The original recipe makes literally 100, 4” cookies. It's called “One hundred four-inch cookies” but this one is cut in half for a more reasonable 4 dozen large cookies. You can always make them smaller if that works better for you.
These are generally known as "Monster Cookies," but you could also think of them as "kitchen sink cookies" because you can truly throw in whatever ya got lying around. Pick your nut butter, pick your candy, pick your nuts.
This is also a very allergy-friendly recipe. If you're dairy-free, use coconut oil. There's no flour at all in this one, so as long as your oats are certified gluten-free (if necessary) you're good there. Nut allergies? Just use sunbutter and make sure your mix-ins are safe.
If your dough seems a little dry (I have been told this a couple times but not experienced it myself…) this could be just the differences in nut butters, and you can add another egg or more peanut butter to help it be more moist. Especially if you are using a natural nut butter, they are often runnier so that can easily change the texture.
These freeze super well so that you will always have cookies on hand when the craving hits.
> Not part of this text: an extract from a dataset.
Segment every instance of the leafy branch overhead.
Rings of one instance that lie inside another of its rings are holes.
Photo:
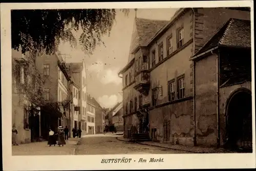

Gluten-Free Monster Cookies
Ingredients
- 1 cup melted butter, coconut oil, or olive oil
- 3 ½ cups peanut butter, almond butter, or sunflower seed butter
- 1 cup honey
- 7 large eggs
- 5 teaspoons baking soda
- 9 cups rolled oats
- 4 cups mixed chocolate, nuts, and dried fruit
Instructions
- Preheat over to 350F.
- Mix butter, peanut butter, honey, eggs, and baking soda together. Add in rolled oats and mixed chocolate/nuts of choice. Let sit for 15 minutes for the oats to soak up some moisture.
- Scoop ¼ cup scoops on parchment lined or greased sheets. It will make 4 pans full, but I do it in 2 rounds. Flatten with a fork or your hand, and bake 8-10 minutes, until just starting to brown.
- Let cool 10 minutes before you take off the pan and move to a rack, or leave on the pan to cool all the way if you have the pan space.
Notes
- These freeze so well, and I love having a container stashed in the freezer to pull out for a filling snack!
- If you've never baked with sunflower seed butter, be aware that it has a tendency to turn baked goods green. Baking soda usually counteracts that so these should be ok, but I felt I had to warn you.
Wendy
I made a multigrain soda bread once, it had lovely dark green spots in it. It was odd to eat something like that.
Wendy
Thsee are really good, I added an extra egg as the dough was a bit dry. I used dried cranberries, sunflower seeds, almonds and chocolate chips.
Lesley
This recipe was excellent! I was a bit skeptical, but they turned out perfectly. I love how healthy and verstile the recipe is. I used peanut butter with raisins, chocolate chunks and salted peanuts. I also added salt and vanilla.